Runner-up for 2020 ARSTM Book Award

"OLPC is one of the great stories of technology and social change, breathtaking in ambition, with noble but unexamined intentions and profound failures of execution. With an admirable mix of firsthand perspective and scholarly distance, Morgan Ames provides a helpful set of tools for understanding enthusiasm for a wave of new technologies. The idea of a 'charismatic technology' is one that will influence technology scholars to come."
—Ethan Zuckerman, Director, Center for Civic Media at MIT

"Morgan Ames, in a beautifully written account, excavates how and why technologists, educators, and pundits cast the One Laptop per Child project as a societal savior. Incisive and extensively researched, The Charisma Machine's searing critique of OLPC is filled with insights about the pitfalls of naive design endeavors all too common in the contemporary era."
—Gabriella Coleman, Wolfe Chair in Scientific and Technological Literacy, McGill University; author of Hacker, Hoaxer, Whistleblower, Spy: The Many Faces of Anonymous

"The Charisma Machine should be required reading for all ed tech enthusiasts before they jump onto the next bandwagon.
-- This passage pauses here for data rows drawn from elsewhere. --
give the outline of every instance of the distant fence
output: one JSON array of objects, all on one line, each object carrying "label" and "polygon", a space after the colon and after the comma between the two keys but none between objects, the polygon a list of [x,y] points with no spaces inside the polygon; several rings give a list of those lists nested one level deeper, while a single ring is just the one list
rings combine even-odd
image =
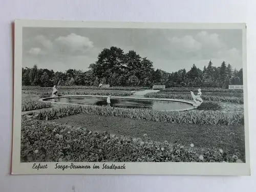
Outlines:
[{"label": "distant fence", "polygon": [[240,84],[228,86],[228,89],[244,89],[244,86]]},{"label": "distant fence", "polygon": [[153,86],[153,89],[154,90],[154,89],[165,89],[165,86]]}]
Morgan Ames's insightful and immensely readable analysis of the One Laptop per Child initiative reveals how bold-faced ignorance results in reifying privilege and power rather than addressing the needs of learners and teachers."
—Yasmin B. Kafai, Lori and Michael Milken President's Distinguished Professor, University of Pennsylvania

"The Charisma Machine delivers an unflinching, rich, and original study of the One Laptop per Child program. This clear-eyed critique shows the allure of technology as a silver bullet to social inequality and what happens when elites, policymakers, and unchecked techno-utopianism run amok. This book is destined to become required reading for those who want to understand why we must stop turning to tech—and technologists—as saviors."
—Mary L. Gray, Principal Researcher, Microsoft Research; Affiliate Faculty, Berkman Klein Center for Internet & Society at Harvard University; coauthor of Ghost Work: How to Stop Silicon Valley from Building a New Global Underclass

“Global digitalization, connectivity, and the vision of ‘computers for all’ are examples of how narratives of technology and education can be combined to invoke powerful and far- reaching promises of social change in contemporary society. In The Charisma Machine, Morgan G. Ames gives a fascinating case study of these visions.”
—Technology and Culture

Author

Morgan G. Ames is a faculty member in the School of Information and Associate Director of Research at the Center for Science, Technology, Medicine, & Society at the University of California, Berkeley.